Something that is often lost in discussions in the analytics community is the analysis of how teams run the ball and how to define that using publicly available data. The NFL recently introduced its second Big Data Bowl with the goal being to enhance the evaluation of the run game without throwing shade at the specific decision to run the ball. Limited player tracking data for the 2017 & 2018 seasons was released to the public to analyze, including box counts, player locations, and even speed and acceleration. While there is a ton of stuff to do with this, I wanted to see how well we can look at the run game using publicly available data from nflscrapR to see if we can find some trends across even more seasons, and to see how 2019 is shaping up as well.
One idea that's already being used in the Big Data Bowl is looking at which direction runners are moving at the point they receive the hand-off. We can quantify the tendencies of runners to bounce it outside, as well as how successful they are in doing so. We don't know the runner's precise direction using publicly available data, but we do have fairly specific descriptions to work with. Each carry is given a description of the general direction a runner went. Those directions are:
- left end
- left tackle
- left guard
- up the middle
- right guard
- right tackle
- right end
Using this as a proxy for the direction a runner is heading, we can examine both how often and how successful each team is when running the ball towards a given area.
Baltimore currently has the best rushing offense by DVOA, as well as in most people's minds. From this chart we can see that they tend to run more often and successfully to the right side. Arizona, a team trying to bring the air raid offense into the NFL, somewhat surprisingly has a top-5 rushing attack by both DVOA and EPA/carry. And they do it in a far different way than Baltimore. The Cardinals rely almost exclusively on runs right up the middle. How is it that an air raid team is so successful at what a run-first, smash mouth team wants to do? They face lighter boxes. The Cardinals are running out three or more wide receivers on 67% of their offensive plays, and defensive personnel is largely dictated by the look the offense shows prior to each play.
When using this public data rather than player tracking data, we do run into some issues of scorekeeper bias. Each play description can be scored differently in different stadiums. What one play charter considers a run to the left guard, another might see as just a run up the middle. And we can see evidence of these very human tendencies specifically with two stadiums.
At home, unless a run play goes outside to an extreme, the play is scored as "up the middle." And yet on the road, both teams are suddenly very balanced with where they run the football. Is there a completely different running style on the road? Or are the home play charters keeping things a bit more simple and calling any run play that doesn't break outside the tackles a rush up the middle? I'm inclined to think the latter, though I must confess that I don't know the exact details with how the NFL's play-by-play system works. If there's a complicated algorithm that utilizes tracking data to spit out a play description, then that makes these splits even more confusing.
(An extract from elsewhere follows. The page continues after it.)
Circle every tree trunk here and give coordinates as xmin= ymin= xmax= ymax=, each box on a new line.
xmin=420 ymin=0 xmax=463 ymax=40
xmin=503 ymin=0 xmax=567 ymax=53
To adjust for this, I started looking at the last decade's worth of run plays in slightly less specific categories: runs up the middle (including the left & right guards) and runs to the outside (left & right tackles, left & right ends).
In 2018, we saw a pretty remarkable spike in the yards per carry on outside runs. And no, it wasn't just Todd Gurley and the Rams' fault. (Out of curiosity, I made the same chart excluding the 2018 Rams and it looks nearly identical to this one). But something that isn't captured in yards per carry is the context of a run play. Teams like to run up the middle in short yardage situations, while they aren't afraid to bounce it outside on an early down.
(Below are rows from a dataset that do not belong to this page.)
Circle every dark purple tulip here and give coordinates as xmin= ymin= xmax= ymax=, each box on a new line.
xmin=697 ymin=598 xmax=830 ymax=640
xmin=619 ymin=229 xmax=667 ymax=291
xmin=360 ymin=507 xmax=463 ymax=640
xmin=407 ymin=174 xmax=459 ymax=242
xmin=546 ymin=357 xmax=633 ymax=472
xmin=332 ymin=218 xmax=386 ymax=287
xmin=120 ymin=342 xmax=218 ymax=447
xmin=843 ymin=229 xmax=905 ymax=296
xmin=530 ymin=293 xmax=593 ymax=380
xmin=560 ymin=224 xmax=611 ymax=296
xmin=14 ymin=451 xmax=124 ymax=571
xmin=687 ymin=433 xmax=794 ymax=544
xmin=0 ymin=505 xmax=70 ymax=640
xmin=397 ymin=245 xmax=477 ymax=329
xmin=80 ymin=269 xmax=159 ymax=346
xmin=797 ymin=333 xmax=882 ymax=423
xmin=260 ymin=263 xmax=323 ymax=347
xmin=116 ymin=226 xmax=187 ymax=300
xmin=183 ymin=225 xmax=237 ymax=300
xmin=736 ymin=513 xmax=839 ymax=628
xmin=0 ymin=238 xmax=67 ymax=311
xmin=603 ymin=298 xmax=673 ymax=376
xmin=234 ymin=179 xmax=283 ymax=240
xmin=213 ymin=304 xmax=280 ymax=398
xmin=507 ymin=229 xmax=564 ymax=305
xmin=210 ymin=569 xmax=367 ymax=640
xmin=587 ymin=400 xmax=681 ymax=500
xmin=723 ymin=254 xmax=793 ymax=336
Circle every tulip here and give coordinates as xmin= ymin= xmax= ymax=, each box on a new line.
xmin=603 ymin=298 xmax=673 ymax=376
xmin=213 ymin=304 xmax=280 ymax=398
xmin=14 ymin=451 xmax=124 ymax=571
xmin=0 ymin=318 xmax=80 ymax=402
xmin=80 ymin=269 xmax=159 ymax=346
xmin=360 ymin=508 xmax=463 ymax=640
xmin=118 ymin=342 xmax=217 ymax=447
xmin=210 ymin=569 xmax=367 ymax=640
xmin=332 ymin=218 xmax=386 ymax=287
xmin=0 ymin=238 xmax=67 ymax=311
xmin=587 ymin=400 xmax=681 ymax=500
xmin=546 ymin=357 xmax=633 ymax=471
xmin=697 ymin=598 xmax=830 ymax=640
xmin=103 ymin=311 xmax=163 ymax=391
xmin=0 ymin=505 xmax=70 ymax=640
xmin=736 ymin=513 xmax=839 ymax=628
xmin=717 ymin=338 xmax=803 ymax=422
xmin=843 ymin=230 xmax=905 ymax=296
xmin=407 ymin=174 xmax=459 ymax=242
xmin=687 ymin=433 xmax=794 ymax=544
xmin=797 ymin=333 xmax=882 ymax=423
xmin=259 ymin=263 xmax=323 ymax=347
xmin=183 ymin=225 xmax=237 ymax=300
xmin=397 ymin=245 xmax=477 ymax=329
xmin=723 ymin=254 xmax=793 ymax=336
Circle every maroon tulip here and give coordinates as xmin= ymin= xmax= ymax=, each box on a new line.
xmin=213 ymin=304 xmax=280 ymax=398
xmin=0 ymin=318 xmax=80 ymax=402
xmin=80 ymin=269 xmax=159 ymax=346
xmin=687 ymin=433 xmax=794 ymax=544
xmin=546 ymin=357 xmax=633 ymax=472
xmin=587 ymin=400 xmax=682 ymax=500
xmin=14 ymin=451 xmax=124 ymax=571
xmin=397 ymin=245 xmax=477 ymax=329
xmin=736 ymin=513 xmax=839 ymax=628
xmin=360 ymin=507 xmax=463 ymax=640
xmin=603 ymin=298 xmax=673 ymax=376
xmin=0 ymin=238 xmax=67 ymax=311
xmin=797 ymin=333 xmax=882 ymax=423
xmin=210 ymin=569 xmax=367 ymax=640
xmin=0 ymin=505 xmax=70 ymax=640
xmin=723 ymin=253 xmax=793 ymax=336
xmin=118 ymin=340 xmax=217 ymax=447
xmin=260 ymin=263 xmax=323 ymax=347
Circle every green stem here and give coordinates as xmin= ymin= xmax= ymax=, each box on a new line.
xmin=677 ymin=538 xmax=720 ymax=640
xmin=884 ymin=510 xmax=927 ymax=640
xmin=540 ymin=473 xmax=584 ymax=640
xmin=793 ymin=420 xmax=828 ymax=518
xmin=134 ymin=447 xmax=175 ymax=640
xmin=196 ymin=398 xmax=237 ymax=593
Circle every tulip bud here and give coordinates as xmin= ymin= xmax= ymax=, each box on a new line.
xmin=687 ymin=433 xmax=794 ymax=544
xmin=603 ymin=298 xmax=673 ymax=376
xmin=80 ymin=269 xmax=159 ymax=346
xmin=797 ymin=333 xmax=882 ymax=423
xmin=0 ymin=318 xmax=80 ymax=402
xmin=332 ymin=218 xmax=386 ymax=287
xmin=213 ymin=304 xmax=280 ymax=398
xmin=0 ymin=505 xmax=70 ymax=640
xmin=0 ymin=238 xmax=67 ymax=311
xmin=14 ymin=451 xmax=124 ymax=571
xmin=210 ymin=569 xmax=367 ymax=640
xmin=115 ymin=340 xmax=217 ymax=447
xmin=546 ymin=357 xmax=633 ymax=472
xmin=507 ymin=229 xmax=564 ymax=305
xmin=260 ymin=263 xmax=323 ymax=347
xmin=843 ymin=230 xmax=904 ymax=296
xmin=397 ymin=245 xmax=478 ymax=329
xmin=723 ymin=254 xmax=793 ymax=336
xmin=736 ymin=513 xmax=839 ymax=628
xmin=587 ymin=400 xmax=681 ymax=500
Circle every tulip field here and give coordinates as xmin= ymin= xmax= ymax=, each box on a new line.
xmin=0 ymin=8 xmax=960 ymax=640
We can add some context by looking at success rate (the percentage of plays that gained a positive EPA) instead of yards per carry.
Again there's a spike in 2018, but this time rushes up the middle follow the same path.
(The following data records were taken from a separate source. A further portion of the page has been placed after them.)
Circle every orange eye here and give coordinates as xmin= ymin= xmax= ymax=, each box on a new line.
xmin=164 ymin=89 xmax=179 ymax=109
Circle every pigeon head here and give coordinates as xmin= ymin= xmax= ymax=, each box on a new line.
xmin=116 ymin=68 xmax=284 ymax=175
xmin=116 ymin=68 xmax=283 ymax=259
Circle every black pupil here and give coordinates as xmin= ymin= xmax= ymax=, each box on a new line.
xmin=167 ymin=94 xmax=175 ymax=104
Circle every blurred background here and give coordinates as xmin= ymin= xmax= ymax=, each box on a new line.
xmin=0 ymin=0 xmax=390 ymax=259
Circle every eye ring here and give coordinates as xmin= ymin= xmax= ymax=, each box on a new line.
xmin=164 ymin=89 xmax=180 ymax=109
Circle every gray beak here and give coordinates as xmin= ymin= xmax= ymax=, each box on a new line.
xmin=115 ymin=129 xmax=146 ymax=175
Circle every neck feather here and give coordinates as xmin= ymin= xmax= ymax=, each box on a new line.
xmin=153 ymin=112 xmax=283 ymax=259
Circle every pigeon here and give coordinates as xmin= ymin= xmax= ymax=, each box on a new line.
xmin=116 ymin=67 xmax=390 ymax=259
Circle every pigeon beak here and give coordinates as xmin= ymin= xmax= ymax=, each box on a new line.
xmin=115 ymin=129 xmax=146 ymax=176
As it turns out, rushing up the middle is nearly as successful as to the outside, and the difference in yardage is simply due to teams using straight ahead rushes more often in short-yardage situations.
Restricting our data to neutral situations (win probability between 20% and 80%) and short yardage (less than 5 yards to go), we can see that running up the middle has actually become more popular almost every year since a near 50/50 split in 2011. And over the past four years, those carries up the middle have been more successful than their outside counterparts.
Success rate by direction flipped back and forth for years, but a large discrepancy between the two reared its head in 2015 and never looked back. In the league as a whole, running up the middle in short yardage has been the way to go. This year the tide might be turning as far as success goes, but teams are still feeding runs up the middle when looking for that first down.
Rushing is always going to be a part of the NFL, and we're really only scratching the surface of just how teams should be doing it.